DNA-PK inhibition enhances gene editing efficiency in HSPCs for CRISPR-based treatment of X-linked hyper IgM syndrome
Cole M. Pugliano, Mason P. Berger, Roslyn M. Ray, Kai Sapkos, Betty Wu, Aidan Laird, Yidian Ye, Daniel Thomson, M. Quinn DeGottardi, Iram Khan, Kristina J. Tatiossian, Brodie A. Miles, Florian Aeschimann, Jérôme Pasquier, Mihee M. Kim, David J. Rawlings
Abstract
Targeted gene editing to restore CD40L expression via homology-directed repair (HDR) in CD34 + hematopoietic stem and progenitor cells (HSPCs) represents a potential long-term therapy for X-linked hyper IgM syndrome.

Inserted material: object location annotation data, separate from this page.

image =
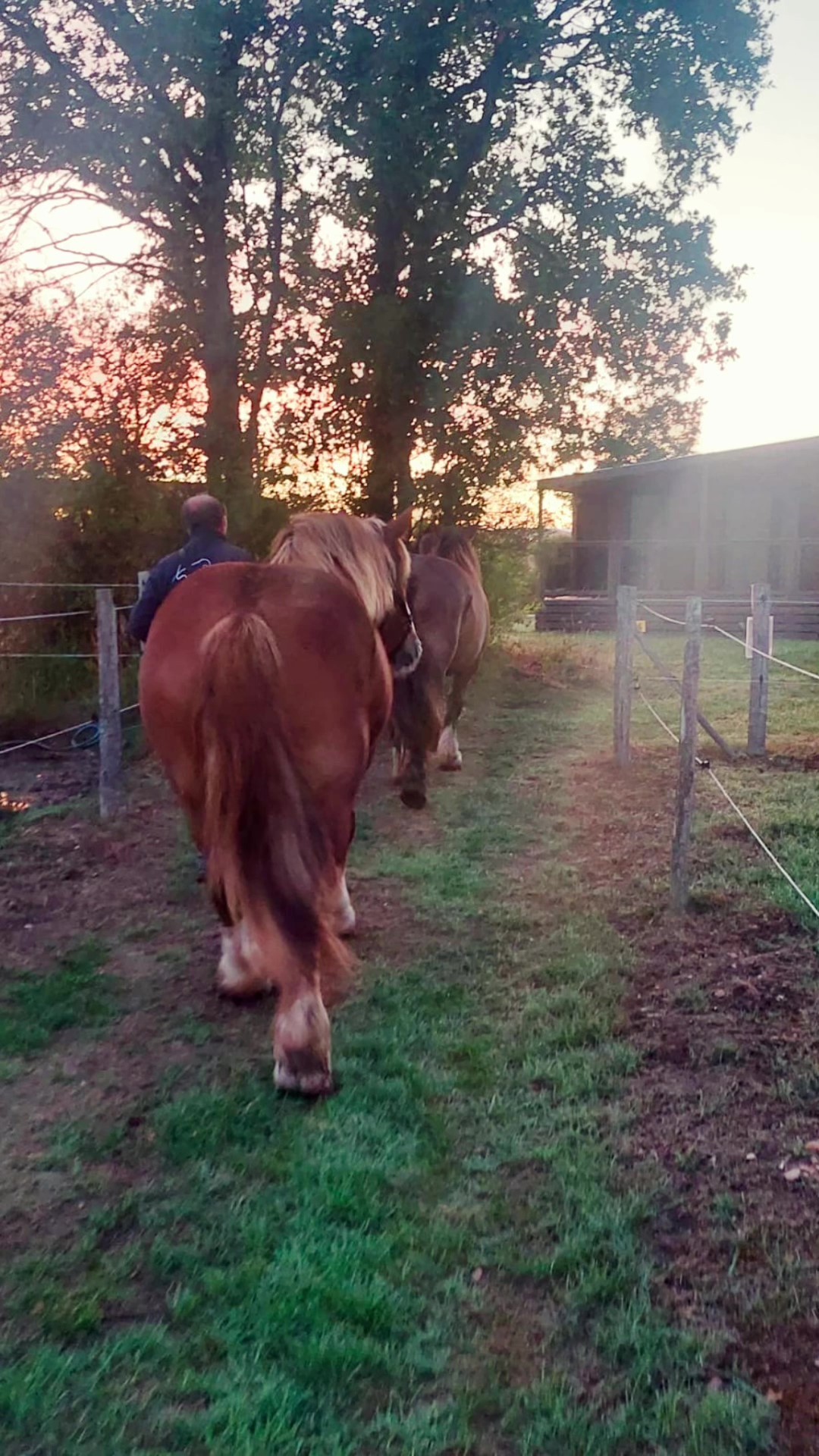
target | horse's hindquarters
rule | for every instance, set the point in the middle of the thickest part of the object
(262, 692)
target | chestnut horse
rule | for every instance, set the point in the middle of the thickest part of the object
(262, 691)
(452, 615)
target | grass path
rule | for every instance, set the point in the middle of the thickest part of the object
(441, 1260)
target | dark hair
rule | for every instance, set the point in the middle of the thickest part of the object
(203, 513)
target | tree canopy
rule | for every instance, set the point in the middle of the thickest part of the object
(449, 239)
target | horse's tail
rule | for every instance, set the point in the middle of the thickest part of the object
(268, 854)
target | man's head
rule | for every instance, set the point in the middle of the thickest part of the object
(205, 513)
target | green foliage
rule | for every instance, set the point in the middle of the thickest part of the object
(512, 287)
(499, 290)
(510, 580)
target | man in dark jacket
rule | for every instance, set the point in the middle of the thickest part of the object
(206, 522)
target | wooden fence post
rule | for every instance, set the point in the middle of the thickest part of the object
(760, 639)
(624, 672)
(110, 720)
(684, 805)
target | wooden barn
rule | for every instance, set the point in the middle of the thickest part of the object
(707, 525)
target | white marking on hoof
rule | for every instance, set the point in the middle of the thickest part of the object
(344, 912)
(449, 753)
(235, 973)
(302, 1047)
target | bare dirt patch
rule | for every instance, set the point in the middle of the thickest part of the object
(725, 1008)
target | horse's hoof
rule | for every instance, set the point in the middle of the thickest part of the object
(303, 1084)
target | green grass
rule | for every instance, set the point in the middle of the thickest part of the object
(37, 1005)
(300, 1280)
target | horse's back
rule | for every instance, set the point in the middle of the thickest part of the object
(450, 612)
(331, 685)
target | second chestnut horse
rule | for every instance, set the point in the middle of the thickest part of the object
(452, 617)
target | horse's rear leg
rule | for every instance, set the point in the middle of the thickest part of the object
(343, 913)
(449, 753)
(300, 1033)
(414, 780)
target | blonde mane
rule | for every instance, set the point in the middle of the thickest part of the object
(347, 546)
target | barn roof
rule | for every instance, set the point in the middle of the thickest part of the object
(676, 468)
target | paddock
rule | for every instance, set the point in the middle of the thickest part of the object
(567, 1188)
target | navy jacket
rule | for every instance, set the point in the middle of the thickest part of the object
(202, 549)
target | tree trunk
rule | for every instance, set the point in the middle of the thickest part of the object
(228, 468)
(228, 463)
(390, 482)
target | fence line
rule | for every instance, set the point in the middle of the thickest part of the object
(47, 737)
(47, 617)
(69, 585)
(746, 647)
(735, 807)
(761, 842)
(124, 657)
(758, 651)
(654, 714)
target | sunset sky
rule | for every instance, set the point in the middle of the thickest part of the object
(765, 207)
(767, 215)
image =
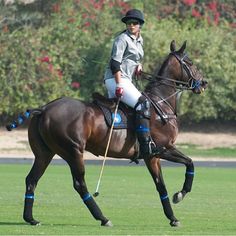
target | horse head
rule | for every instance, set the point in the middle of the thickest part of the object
(183, 71)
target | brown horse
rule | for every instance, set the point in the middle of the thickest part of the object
(67, 127)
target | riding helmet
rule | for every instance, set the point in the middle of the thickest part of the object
(133, 14)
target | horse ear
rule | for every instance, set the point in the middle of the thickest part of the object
(181, 50)
(172, 46)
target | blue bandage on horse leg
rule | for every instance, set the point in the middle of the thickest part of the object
(93, 208)
(86, 197)
(189, 172)
(20, 120)
(142, 128)
(29, 196)
(163, 197)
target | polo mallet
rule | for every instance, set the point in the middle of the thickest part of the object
(107, 147)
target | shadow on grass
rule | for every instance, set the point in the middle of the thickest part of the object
(12, 223)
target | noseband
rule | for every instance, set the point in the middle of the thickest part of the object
(192, 82)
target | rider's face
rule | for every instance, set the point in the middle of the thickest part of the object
(133, 27)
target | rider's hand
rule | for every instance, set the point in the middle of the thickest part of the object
(138, 70)
(119, 91)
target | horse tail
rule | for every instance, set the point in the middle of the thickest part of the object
(23, 117)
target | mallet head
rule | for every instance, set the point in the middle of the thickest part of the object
(96, 194)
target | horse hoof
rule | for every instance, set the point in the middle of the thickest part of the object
(175, 223)
(35, 223)
(177, 197)
(107, 224)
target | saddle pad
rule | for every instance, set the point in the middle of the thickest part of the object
(123, 120)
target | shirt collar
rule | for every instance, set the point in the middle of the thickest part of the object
(139, 39)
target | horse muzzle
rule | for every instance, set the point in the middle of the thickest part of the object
(200, 87)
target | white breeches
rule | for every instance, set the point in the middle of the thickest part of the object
(131, 93)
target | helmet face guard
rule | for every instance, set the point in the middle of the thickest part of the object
(134, 14)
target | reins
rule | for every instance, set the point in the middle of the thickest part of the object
(152, 77)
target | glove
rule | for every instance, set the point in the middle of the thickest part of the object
(138, 70)
(119, 92)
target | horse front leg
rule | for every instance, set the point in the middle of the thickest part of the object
(78, 172)
(154, 168)
(175, 155)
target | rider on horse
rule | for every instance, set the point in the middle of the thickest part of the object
(127, 53)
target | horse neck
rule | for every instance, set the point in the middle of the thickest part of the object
(162, 89)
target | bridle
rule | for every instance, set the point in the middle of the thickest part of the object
(192, 82)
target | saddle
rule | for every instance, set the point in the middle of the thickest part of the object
(125, 117)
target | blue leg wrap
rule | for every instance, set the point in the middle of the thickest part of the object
(190, 172)
(163, 197)
(29, 196)
(86, 197)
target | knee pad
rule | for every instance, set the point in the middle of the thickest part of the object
(143, 107)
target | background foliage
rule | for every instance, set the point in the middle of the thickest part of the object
(50, 49)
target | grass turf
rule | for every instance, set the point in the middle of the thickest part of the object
(127, 197)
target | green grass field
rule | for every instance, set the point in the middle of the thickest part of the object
(127, 197)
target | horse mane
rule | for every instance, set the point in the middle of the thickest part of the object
(157, 71)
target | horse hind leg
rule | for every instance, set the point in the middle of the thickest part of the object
(78, 173)
(154, 168)
(43, 156)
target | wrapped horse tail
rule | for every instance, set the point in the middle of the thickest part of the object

However, clinical translation of HSPC editing is limited by inefficient long-term engraftment of HDR-edited HSPCs. Here, we ameliorate this issue by employing a small-molecule inhibitor of DNA-PKcs, AZD7648, to bias DNA repair mechanisms to facilitate HDR upon CRISPR SpCas9-based gene editing. Using AZD7648 treatment and a clinically relevant HSPC source, mobilized peripheral blood CD34 + cells, we achieve ∼60% HDR efficiency at the CD40LG locus and enhanced engraftment of HDR-edited HSPCs in primary and secondary xenotransplants. Specifically, we observed a 1.6-fold increase of HDR-edited long-term HSPCs in primary transplant recipients without disturbing chimerism levels or differentiation capacity. As CD40L is primarily expressed in T cells, we demonstrate T cell differentiation from HDR-edited HSPCs in vivo and in artificial thymic organoid cultures, and endogenously regulated CD40L expression following activation of in-vivo -derived CD4 + T cells. Our combined findings demonstrate HDR editing at the CD40LG locus at potentially clinically beneficial levels. More broadly, these data support using DNA-PKcs inhibition with AZD7648 as a simple and efficacious addition to HSPC editing platforms.